Niantic Spatial Depth

Understanding Depth in Augmented Reality

Depth refers to the distance between the camera and the objects in a scene — essentially, how far away each pixel is from the viewer’s perspective. In augmented reality (AR), depth information is critical for enabling digital content to blend seamlessly with the real world. By understanding the geometry of a scene, AR applications can accurately place virtual objects behind, in front of, or on top of real-world surfaces. This creates realistic interactions such as proper occlusion, lighting effects, and physical collisions. Depth data also enhances spatial understanding, allowing experiences like environmental mapping and dynamic object placement to feel more natural and immersive.

Depth in NSDK

The Niantic Spatial SDK (NSDK) provides depth information to applications through two complementary methods. When supported and configured, NSDK directly uses the device’s LiDAR sensor to capture high-quality depth data. On devices without LiDAR, or when it is unavailable, NSDK infers depth from the camera feed using its built-in neural network, which is downloaded to the device on demand.

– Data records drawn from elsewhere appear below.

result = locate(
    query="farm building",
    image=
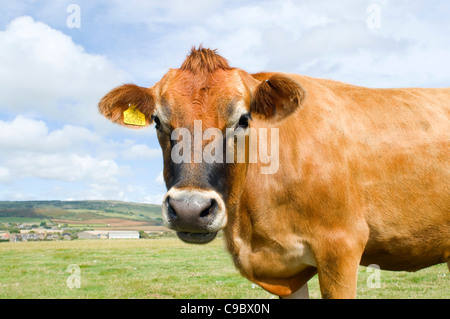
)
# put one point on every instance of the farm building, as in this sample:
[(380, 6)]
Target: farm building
[(90, 234), (123, 234)]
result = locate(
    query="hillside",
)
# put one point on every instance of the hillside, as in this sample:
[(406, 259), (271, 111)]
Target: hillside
[(98, 212)]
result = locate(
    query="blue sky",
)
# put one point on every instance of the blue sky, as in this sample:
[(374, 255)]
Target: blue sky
[(55, 145)]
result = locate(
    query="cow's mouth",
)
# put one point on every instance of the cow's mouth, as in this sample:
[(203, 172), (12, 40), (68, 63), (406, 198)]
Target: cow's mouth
[(196, 238)]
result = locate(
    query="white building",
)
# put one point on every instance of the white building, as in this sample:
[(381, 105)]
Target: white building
[(123, 234)]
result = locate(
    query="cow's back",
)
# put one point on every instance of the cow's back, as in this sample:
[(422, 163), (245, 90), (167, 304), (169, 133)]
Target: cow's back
[(390, 150)]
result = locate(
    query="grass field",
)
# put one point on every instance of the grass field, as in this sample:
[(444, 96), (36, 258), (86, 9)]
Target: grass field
[(166, 268)]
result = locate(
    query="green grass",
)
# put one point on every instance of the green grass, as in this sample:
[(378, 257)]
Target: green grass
[(166, 268)]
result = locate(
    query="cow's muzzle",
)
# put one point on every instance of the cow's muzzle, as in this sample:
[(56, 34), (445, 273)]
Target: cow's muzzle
[(197, 215)]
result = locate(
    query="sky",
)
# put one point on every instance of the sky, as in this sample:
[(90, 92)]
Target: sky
[(59, 58)]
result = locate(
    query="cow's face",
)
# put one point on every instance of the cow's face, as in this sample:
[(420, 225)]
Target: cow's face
[(201, 111)]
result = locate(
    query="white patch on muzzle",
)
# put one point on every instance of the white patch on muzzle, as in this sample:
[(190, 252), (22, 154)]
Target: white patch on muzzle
[(187, 195)]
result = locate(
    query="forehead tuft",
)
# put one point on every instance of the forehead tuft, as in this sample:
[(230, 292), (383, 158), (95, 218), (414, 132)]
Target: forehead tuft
[(203, 60)]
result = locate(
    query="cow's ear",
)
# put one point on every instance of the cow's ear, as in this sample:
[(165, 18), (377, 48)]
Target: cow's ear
[(129, 105), (277, 97)]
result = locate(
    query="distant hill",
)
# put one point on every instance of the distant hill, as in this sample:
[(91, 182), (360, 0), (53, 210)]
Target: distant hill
[(99, 212)]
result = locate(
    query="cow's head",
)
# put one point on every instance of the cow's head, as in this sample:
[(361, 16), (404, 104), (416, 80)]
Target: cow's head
[(193, 108)]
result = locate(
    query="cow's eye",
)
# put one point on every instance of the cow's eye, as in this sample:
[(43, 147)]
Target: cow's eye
[(243, 121), (157, 121)]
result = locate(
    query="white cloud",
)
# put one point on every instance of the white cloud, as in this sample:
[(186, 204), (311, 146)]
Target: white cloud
[(5, 175), (43, 72), (31, 135), (141, 152), (69, 162)]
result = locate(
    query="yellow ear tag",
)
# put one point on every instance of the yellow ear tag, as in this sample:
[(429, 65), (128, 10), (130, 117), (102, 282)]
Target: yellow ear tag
[(133, 116)]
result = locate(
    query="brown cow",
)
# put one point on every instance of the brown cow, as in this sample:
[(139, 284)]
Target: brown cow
[(363, 177)]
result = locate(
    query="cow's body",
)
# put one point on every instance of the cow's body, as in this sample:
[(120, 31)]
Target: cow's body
[(363, 178), (365, 168)]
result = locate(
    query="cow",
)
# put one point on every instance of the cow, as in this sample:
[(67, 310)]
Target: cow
[(363, 174)]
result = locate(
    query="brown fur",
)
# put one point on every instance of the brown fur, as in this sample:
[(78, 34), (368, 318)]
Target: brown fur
[(364, 173)]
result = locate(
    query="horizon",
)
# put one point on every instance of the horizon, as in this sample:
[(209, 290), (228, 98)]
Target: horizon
[(60, 58)]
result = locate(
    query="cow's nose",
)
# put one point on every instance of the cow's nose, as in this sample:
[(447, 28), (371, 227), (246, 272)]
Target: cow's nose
[(191, 215)]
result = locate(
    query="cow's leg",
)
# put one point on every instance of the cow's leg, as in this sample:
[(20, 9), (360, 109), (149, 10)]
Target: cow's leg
[(337, 266), (301, 293)]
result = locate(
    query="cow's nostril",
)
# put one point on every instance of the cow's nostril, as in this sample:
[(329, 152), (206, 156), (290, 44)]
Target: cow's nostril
[(211, 210), (205, 213), (171, 212)]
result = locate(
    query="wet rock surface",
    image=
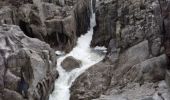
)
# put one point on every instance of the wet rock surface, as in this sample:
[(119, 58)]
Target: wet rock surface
[(28, 66), (137, 40), (70, 63), (57, 22)]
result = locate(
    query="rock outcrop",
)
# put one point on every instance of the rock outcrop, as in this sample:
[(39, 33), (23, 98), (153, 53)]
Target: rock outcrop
[(28, 66), (134, 33), (57, 22)]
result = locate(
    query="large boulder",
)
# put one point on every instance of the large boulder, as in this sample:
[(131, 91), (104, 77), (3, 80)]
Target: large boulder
[(92, 82), (57, 22), (70, 63), (28, 66)]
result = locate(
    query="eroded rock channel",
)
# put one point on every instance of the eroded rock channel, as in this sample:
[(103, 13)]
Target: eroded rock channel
[(56, 50)]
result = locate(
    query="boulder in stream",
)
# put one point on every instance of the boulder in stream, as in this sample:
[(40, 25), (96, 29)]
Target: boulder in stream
[(70, 63)]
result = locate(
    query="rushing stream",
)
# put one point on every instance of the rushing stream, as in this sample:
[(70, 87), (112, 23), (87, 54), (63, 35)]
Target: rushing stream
[(83, 52)]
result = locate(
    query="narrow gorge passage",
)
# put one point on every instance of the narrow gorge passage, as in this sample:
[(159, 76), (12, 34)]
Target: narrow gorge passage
[(88, 57)]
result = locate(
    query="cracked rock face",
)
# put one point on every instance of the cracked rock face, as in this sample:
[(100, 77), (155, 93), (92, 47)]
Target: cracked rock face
[(136, 34), (28, 66), (57, 22)]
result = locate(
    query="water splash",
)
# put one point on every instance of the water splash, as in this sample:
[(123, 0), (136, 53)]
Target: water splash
[(82, 52)]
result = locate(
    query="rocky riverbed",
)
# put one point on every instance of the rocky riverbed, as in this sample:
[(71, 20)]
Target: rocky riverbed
[(136, 34)]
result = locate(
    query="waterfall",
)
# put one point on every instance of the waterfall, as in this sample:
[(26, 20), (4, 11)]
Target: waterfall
[(81, 51)]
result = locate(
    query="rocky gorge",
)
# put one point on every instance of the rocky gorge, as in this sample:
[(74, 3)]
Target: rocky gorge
[(135, 33)]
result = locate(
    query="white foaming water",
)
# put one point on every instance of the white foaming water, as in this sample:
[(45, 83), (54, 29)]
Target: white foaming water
[(81, 52)]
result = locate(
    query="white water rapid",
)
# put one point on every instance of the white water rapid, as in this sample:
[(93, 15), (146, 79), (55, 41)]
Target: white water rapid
[(83, 52)]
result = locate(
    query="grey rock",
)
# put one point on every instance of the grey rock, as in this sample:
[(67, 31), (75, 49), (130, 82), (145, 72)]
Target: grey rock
[(25, 62), (70, 63), (92, 82)]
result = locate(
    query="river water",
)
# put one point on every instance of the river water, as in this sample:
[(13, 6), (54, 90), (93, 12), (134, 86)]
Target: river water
[(82, 51)]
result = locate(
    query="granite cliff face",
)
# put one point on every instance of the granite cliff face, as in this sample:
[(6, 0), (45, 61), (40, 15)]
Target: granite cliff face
[(57, 22), (136, 33), (28, 65)]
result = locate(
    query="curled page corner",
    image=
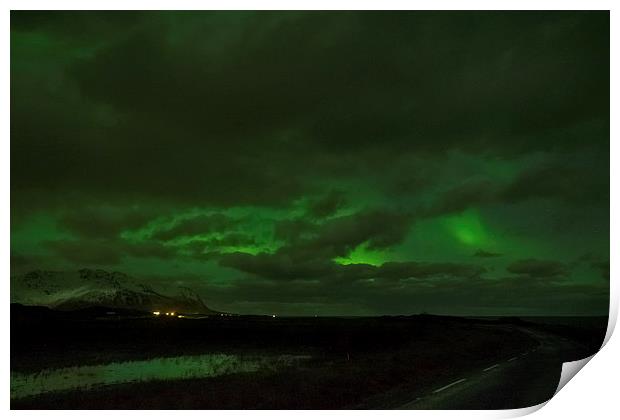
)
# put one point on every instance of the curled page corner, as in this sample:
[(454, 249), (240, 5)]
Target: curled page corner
[(569, 370)]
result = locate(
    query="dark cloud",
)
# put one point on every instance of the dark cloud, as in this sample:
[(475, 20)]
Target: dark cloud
[(538, 268), (104, 252), (560, 180), (337, 135), (192, 226), (281, 267), (328, 205), (481, 253), (148, 110), (462, 197), (104, 221)]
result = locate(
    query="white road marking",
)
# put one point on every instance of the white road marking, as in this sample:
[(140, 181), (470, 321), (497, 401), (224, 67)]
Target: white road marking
[(449, 385), (491, 367)]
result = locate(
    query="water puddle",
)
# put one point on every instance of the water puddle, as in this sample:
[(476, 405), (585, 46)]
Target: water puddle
[(169, 368)]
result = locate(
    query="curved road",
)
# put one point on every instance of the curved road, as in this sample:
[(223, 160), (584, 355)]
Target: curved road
[(522, 381)]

Depth images are delivered as CPU-accessible buffers, typically at a lower resolution than the camera images to balance performance and memory usage. Each pixel in a depth image represents a metric distance (in meters) from the camera to the corresponding point in the real world, and the image format is 32-bit floating point (float32).

Like camera images, depth data is stored in an orientation-agnostic layout, meaning it must be mapped to the current viewport resolution and orientation using a display transformation matrix. This transformation ensures that depth values align correctly with the visual content in the scene. On some platforms, NSDK performs this mapping automatically, simplifying integration for developers

In addition, NSDK provides a temporal warping feature to enhance temporal consistency between frames. Each inferred depth image is associated with the world-space camera pose corresponding to the AR image used during inference. NSDK includes utility functions that compute an interpolation matrix, which transforms normalized image coordinates to make the depth image appear as if it were captured from the current camera pose. For efficiency, the display matrix and the interpolation (warp) matrix can be combined, allowing the depth image to be sampled only once when rendering or processing.